Le canton du Jura a pris une mesure rare en restreignant la baignade dans les ruisseaux et rivières hors des sites aménagés, face à une menace accrue pesant sur la faune due à la sécheresse et la hausse des températures. Selon Mélanie Oriet, cheffe de l’Office cantonal de l’environnement, une telle recommandation n’avait pas été émise depuis 2003.
Depuis mercredi, les Jurassiens doivent donc adapter leur comportement estival. Alors que les thermomètres s’affolent, les autorités invitent les résidents à ne plus se baigner dans les ruisseaux et rivières hors des sites aménagés à cet effet. Cette restriction s’accompagne d’un appel à économiser l’eau et d’une interdiction partielle des feux dans et à proximité des forêts.
Une sécheresse d’une intensité inquiétante
Le Jura, comme toute la Suisse à l’exception du Tessin et d’une partie des Alpes, est « extrêmement sec », selon la Plateforme nationale sur la sécheresse.

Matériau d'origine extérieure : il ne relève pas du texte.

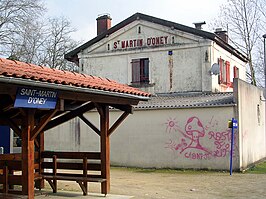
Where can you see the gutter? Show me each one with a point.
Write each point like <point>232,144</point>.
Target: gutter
<point>29,82</point>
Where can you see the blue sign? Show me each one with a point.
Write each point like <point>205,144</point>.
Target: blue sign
<point>35,98</point>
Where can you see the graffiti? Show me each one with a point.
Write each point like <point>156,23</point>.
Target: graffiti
<point>171,125</point>
<point>194,130</point>
<point>192,141</point>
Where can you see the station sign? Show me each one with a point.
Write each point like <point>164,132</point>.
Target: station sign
<point>35,98</point>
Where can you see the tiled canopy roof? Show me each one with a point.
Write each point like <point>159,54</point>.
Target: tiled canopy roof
<point>16,69</point>
<point>188,100</point>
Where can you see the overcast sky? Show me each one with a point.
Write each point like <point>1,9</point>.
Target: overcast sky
<point>83,13</point>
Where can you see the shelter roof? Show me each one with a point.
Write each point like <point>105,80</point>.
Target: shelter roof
<point>188,100</point>
<point>72,55</point>
<point>15,71</point>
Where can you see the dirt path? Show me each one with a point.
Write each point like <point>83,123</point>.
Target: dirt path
<point>171,185</point>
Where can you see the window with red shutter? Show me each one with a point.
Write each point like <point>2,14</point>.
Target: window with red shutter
<point>236,72</point>
<point>140,71</point>
<point>227,65</point>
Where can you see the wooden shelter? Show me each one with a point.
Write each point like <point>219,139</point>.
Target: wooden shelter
<point>34,99</point>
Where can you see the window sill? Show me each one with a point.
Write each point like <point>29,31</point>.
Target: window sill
<point>142,85</point>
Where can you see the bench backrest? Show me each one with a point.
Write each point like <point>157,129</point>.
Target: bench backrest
<point>84,161</point>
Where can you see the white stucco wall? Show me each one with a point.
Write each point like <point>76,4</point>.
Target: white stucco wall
<point>158,138</point>
<point>251,111</point>
<point>187,69</point>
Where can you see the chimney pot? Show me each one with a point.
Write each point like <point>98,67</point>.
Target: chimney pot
<point>103,23</point>
<point>198,25</point>
<point>222,34</point>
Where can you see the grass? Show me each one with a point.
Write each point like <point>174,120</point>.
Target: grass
<point>258,168</point>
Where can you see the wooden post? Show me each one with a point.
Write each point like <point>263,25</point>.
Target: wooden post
<point>40,138</point>
<point>28,155</point>
<point>105,149</point>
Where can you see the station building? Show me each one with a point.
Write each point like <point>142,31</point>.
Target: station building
<point>198,82</point>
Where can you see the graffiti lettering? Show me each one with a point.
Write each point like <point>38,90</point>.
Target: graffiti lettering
<point>197,156</point>
<point>190,146</point>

Les précipitations des derniers jours demeurent insuffisantes pour inverser une tendance observée depuis la mi-mai, et le niveau actuel des cours d’eau jurassiens correspond à celui habituellement enregistré en fin d’été.
La situation s’aggrave à un rythme préoccupant. Le canton a interdit toute navigation sur le Doubs depuis le 17 juin, lorsque son débit est tombé sous la barre des 6 m³/sec. Mélanie Oriet a précisé que la dégradation s’est opérée plus vite qu’en 2022, avec des pêches de sauvetage déjà menées en Ajoie. Elle a ajouté que la situation se rapprochait de celle de 2018, où la sécheresse s’était prolongée du printemps à novembre.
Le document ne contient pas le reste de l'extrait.